FDA Ruled to Not Hold Hearings on Safety of Animal Antibiotic Use

The US Second Circuit Court of Appeals in New York City decreed on Thursday that there is no need for the US Food and Drug Administration to hold hearings pertinent to the safety of feeding antibiotics at sub-therapeutic levels.

The ruling has revoked the previous decision of two district court rulings from a 2012 case initially filed in 2011 by the Natural Resources Defense Council (NRDC), the Center for Science in the Public Interest, Food Animal Concerns Trust, Public Citizen, and the Union of Concerned Scientists.

The group wants the FDA to hold hearings so that it can determine whether or not approval over the use of penicillin and tetracyclines in animal feed needs to be withdrawn. The agency found in the late 1970s that the subtherapeutic use of the drugs in animal feed raises serious safety concerns. As a result of such hearings, industry would be required to prove that there is no safety risk attached with the use of these drugs.

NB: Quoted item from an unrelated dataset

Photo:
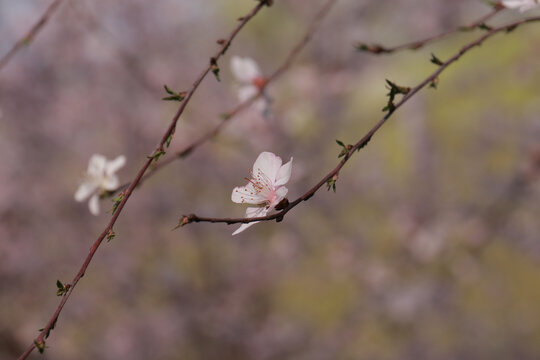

"If they were not able to do that, then FDA would have to proceed with withdrawing the approvals for those drugs, which would effectively ban those drugs in animals for food production", said Keeve Nachman, a scientist at the Johns Hopkins Center for a Livable Future.

According to NRDC, not providing the right of holding hearings to the FDA means that it will not be able to decide if it is required to ban the practice of feeding antibiotics to healthy animals for safety of human beings.

Mae Wu, an attorney with NRDC's health program, said low-dose, routine use of antibiotics on livestock is leading to development of antibiotic-resistant bacteria. Humans are getting affected as a direct result of that because the antibiotic-resistant bacteria is making its way out of the farm to houses of human beings.